I mean, if we want to know how a player will perform going forward, an ERA estimator is not the best thing to use. If we want to know how the player will perform given the context and setting he finds himself in, why not look at projection? I mean, PECOTA is being updated in-season now, so why not go with that? It's going to be much more accurate than an ERA estimator - even one using park factors, defense, etc - so why try to make the ERA estimator a dumbed down version of the projection system by including park, defense, etc? I'd rather it tell me something a little different in an attempt to help identify a potentially legitimate shift in the pitcher's skills.

Sorry for the long response. These are the kind of things I love thinking about.
markpadden
6/08
I hear you. Obviously, a high-quality rest-of-season projection is what we are all looking for. But until we are there, people continue to generate lists if xFIP to ERA, or SIERA to ERA differences mid-season for fantasy purposes. My argument is that these are not good tools to use to evaluate what a pitcher "should" have done thus far this season. We agree that xFIP and SIERA are not great raw predictors of ROS stats, but this presently is not stopping people from using them exactly as such over and over.

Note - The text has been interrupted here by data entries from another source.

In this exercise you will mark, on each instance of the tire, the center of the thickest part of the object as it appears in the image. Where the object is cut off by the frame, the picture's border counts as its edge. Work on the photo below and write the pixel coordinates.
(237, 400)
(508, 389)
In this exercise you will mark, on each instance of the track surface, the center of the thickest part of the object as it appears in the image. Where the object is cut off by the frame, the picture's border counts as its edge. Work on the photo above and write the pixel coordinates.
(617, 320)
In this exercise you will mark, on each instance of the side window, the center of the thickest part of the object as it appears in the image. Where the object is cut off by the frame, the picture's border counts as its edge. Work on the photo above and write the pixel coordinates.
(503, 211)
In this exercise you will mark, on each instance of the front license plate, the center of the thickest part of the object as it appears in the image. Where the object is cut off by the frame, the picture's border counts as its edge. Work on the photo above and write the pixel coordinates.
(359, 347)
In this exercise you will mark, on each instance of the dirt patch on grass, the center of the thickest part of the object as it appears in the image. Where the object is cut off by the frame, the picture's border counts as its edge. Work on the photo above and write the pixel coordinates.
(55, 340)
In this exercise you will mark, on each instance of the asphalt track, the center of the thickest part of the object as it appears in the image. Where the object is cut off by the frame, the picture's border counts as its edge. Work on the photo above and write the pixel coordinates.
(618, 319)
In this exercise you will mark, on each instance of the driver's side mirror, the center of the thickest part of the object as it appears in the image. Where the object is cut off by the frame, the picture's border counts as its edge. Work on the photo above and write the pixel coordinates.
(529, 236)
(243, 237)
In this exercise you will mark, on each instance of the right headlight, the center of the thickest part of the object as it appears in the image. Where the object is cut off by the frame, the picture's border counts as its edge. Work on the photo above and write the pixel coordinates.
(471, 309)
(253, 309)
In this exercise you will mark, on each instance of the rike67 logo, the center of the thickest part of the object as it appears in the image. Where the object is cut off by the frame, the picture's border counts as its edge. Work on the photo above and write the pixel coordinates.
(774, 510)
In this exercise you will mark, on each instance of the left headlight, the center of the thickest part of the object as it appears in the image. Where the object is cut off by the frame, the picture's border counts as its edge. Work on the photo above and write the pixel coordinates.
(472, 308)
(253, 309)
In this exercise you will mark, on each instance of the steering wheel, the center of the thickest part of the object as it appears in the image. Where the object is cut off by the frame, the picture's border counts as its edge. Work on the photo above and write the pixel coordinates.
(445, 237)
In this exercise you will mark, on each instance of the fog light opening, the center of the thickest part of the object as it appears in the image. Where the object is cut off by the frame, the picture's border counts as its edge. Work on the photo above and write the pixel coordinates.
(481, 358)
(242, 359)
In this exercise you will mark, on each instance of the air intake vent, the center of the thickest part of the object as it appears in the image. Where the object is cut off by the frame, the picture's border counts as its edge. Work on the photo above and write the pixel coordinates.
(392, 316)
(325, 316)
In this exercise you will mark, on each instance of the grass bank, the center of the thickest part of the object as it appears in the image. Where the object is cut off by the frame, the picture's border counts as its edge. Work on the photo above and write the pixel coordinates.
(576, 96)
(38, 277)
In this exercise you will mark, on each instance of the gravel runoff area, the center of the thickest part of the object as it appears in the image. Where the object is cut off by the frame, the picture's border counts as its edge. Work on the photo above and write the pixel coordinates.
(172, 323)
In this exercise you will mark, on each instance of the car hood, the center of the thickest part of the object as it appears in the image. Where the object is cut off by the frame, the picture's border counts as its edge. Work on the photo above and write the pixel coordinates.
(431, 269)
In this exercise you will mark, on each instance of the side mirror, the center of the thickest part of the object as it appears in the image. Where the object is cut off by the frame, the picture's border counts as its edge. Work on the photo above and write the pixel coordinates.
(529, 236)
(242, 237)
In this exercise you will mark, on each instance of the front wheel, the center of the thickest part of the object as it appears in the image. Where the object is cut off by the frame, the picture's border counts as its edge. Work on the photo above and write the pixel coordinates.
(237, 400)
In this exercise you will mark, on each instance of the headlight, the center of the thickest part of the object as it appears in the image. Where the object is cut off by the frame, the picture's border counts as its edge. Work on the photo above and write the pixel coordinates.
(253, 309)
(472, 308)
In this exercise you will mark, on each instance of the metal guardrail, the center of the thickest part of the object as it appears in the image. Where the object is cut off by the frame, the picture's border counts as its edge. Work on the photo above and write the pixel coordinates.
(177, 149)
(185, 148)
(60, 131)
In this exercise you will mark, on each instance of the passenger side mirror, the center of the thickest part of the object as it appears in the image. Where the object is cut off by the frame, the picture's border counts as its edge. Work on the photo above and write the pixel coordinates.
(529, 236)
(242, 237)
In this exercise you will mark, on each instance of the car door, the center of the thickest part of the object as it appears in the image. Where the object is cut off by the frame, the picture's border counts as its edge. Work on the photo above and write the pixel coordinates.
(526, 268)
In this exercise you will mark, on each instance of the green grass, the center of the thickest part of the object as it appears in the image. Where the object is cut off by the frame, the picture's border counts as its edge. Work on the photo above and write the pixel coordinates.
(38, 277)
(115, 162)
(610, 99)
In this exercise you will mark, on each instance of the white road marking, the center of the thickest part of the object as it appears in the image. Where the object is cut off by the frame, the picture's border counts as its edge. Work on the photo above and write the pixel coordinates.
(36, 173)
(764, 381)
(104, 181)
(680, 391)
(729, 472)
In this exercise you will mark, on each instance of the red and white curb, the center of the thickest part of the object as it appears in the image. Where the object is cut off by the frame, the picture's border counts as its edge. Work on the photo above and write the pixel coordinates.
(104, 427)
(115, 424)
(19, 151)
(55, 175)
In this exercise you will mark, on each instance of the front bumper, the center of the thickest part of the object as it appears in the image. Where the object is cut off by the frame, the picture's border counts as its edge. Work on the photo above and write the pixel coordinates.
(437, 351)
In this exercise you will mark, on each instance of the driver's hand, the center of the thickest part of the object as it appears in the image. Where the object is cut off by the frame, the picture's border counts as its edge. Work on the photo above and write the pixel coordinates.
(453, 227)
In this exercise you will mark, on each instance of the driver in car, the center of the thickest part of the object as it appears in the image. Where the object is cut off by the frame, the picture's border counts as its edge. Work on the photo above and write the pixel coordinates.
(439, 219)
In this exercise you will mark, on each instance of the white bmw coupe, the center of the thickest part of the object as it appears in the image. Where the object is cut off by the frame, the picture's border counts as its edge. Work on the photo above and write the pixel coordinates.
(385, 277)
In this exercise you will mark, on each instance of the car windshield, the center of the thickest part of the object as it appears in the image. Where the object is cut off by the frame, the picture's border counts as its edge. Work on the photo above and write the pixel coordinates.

I'm all in favor of quality ROS projections, but I believe there is still a need for a single-single season ERA predictor metric -- a SIERA-type stat that aussumes the player's environment is not changing. THis would satisfy those of us who want to get a simple look at how a pitcher is truly performing in the context of his current team/stadium, without the baggage of an opaquely-weighted multi-season projection.